Legislation implementing a second round of tax cuts may extend full expensing for businesses, the House’s top tax writer said.

“We think that’s one of the most pro-growth parts of this tax code,” House Ways and Means Committee Chairman Kevin Brady (R-Texas) said March 28 on Bloomberg TV.

The 2017 tax law changes permit businesses to fully expense new and used capital investments for five years. After 2022, the 100 percent allowance would be phased down by 20 percent each year.

Brady and White House officials have said they would like to introduce and pass “phase two” tax legislation this year, but doing so would require support from Democratic lawmakers. Conservative activists and lobbyists recently told Bloomberg Tax that talking about a second round of tax cuts could help the GOP in the upcoming midterm elections, even if legislation isn’t enacted before voters cast their ballots in November.
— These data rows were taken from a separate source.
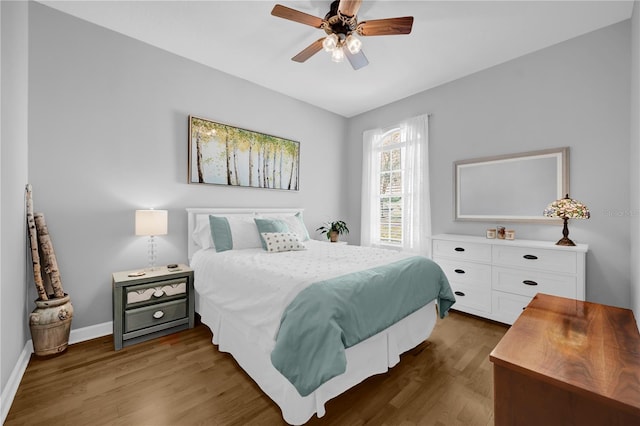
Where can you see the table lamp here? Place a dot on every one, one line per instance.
(565, 209)
(151, 223)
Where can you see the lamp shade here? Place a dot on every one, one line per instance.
(567, 208)
(151, 222)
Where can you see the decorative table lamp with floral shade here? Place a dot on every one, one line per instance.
(567, 208)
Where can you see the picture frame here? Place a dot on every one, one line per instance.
(220, 154)
(512, 187)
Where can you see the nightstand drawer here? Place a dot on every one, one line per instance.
(157, 291)
(160, 313)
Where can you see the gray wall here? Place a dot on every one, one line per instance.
(108, 135)
(13, 177)
(634, 158)
(572, 94)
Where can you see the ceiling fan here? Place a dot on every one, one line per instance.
(341, 25)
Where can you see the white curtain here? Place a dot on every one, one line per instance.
(369, 216)
(416, 212)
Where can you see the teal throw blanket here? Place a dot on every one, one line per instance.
(329, 316)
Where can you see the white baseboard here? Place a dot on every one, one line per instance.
(91, 332)
(11, 388)
(76, 336)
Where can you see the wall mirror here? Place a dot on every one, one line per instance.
(513, 188)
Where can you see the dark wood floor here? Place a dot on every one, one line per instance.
(182, 379)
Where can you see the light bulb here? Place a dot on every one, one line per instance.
(353, 44)
(337, 55)
(330, 42)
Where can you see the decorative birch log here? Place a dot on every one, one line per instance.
(33, 240)
(49, 257)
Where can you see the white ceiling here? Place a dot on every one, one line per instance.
(450, 39)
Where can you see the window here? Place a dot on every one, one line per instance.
(395, 187)
(390, 154)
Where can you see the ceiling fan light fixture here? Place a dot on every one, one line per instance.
(353, 44)
(337, 55)
(330, 43)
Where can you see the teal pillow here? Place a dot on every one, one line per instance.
(221, 233)
(270, 225)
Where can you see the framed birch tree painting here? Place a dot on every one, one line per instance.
(220, 154)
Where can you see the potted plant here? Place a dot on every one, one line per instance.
(333, 230)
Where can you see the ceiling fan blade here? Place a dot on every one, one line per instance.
(309, 51)
(358, 60)
(389, 26)
(349, 7)
(294, 15)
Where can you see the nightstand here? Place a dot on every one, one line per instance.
(158, 303)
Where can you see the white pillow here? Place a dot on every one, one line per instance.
(201, 234)
(244, 231)
(295, 223)
(282, 241)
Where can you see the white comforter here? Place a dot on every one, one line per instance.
(257, 286)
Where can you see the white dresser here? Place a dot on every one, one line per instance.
(496, 279)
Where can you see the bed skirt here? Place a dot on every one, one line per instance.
(372, 356)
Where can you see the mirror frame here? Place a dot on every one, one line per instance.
(561, 183)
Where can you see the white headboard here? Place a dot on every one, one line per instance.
(194, 212)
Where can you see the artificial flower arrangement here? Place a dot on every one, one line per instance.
(567, 208)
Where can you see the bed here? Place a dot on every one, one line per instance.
(251, 293)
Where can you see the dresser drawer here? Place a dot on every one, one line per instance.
(154, 292)
(468, 273)
(535, 258)
(507, 307)
(528, 283)
(159, 313)
(462, 250)
(469, 296)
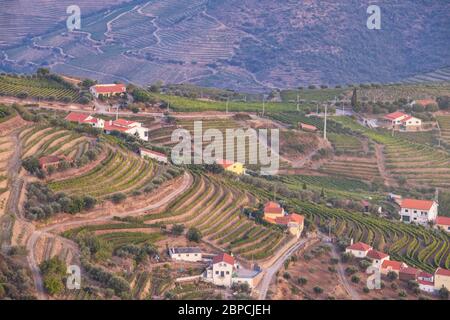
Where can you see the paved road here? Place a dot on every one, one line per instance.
(270, 272)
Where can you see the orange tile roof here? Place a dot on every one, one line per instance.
(360, 246)
(417, 204)
(395, 115)
(223, 257)
(375, 254)
(272, 207)
(425, 102)
(444, 221)
(110, 88)
(442, 272)
(394, 265)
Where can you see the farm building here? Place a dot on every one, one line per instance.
(107, 90)
(358, 249)
(443, 223)
(129, 127)
(293, 222)
(442, 278)
(377, 258)
(83, 118)
(418, 211)
(158, 156)
(230, 166)
(52, 160)
(224, 271)
(188, 254)
(307, 127)
(392, 266)
(402, 121)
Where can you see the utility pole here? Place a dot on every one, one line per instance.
(325, 123)
(264, 104)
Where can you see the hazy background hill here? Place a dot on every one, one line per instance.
(238, 44)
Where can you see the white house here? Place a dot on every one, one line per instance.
(377, 258)
(359, 249)
(418, 211)
(107, 90)
(220, 272)
(188, 254)
(84, 118)
(129, 127)
(224, 271)
(411, 123)
(426, 282)
(161, 157)
(443, 223)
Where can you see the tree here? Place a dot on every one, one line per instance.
(392, 275)
(194, 235)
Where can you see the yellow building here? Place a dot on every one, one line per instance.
(230, 166)
(442, 279)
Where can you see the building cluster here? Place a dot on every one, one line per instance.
(275, 214)
(402, 121)
(223, 270)
(121, 125)
(423, 212)
(430, 283)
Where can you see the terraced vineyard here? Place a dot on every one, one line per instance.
(214, 207)
(346, 143)
(365, 169)
(120, 171)
(416, 163)
(37, 88)
(444, 124)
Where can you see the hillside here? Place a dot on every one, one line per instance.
(250, 45)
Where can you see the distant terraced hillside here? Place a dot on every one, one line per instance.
(247, 45)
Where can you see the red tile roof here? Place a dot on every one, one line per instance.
(442, 272)
(76, 117)
(425, 102)
(410, 271)
(395, 115)
(224, 163)
(223, 257)
(360, 246)
(444, 221)
(123, 122)
(374, 254)
(110, 88)
(391, 264)
(417, 204)
(425, 283)
(290, 218)
(272, 207)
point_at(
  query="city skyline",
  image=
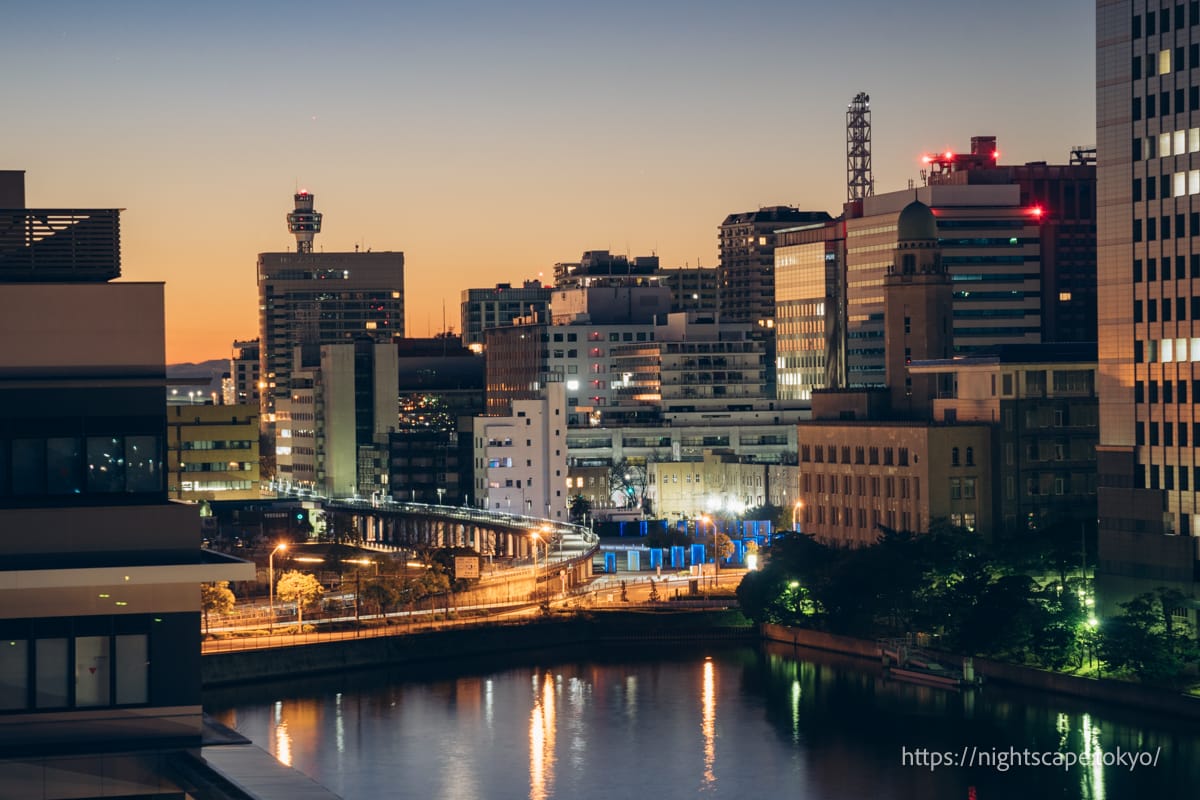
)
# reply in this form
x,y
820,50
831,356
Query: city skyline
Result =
x,y
490,143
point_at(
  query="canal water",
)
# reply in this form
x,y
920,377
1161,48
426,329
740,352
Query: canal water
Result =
x,y
663,722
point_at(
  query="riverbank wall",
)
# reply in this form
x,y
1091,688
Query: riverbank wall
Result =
x,y
1104,690
461,643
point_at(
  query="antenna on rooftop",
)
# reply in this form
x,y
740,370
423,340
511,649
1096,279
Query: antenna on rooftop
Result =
x,y
859,182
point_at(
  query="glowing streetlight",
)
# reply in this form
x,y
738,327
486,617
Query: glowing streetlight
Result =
x,y
270,581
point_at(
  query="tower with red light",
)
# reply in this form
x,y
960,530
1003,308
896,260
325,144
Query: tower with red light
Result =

Aside from extending full expensing, Brady said he wants phase two to include provisions that would make the individual tax cuts in the law permanent, allow taxpayers to “save more and earlier for retirement,” and provide for greater innovation.

Treasury Rules, OMB Review

When asked during the interview whether the Office of Management and Budget should have greater authority in reviewing tax regulations, Brady said the Treasury Department is best equipped to interpret tax laws, such as the 2017 tax act.

“They know this tax code, they know the history of these provisions, and they worked closely with us on instituting a new pro-growth tax code,” he said.

Sen. Ron Johnson (R-Wis.), chairman of the Homeland Security and Governmental Affairs Committee, and Sen. James Lankford (R-Okla.), chairman of the Subcommittee on Regulatory Affairs and Federal Management, have recently been questioning a decades-long agreement to exempt the majority of tax regulations from review by the White House’s Office of Information and Regulatory Affairs, which is part of the OMB.

The argument for exempting most tax rules from the same review process and cost-benefit analysis that other agency regulations undergo partially stems from the belief that tax regulations are simply interpreting the laws that Congress enacts, and therefore any costs associated with them originate from the statute itself.

Overturning the long-standing agreement, which dates back to 1983, would give the OMB more input on regulations related to the tax law than it has had historically on other tax guidance.

“We have been working productively with OMB and are very pleased with the process,” Tony Sayegh, assistant secretary for public affairs at Treasury, told Bloomberg Tax March 28 in an emailed statement. “We look forward to a resolution in the near future.”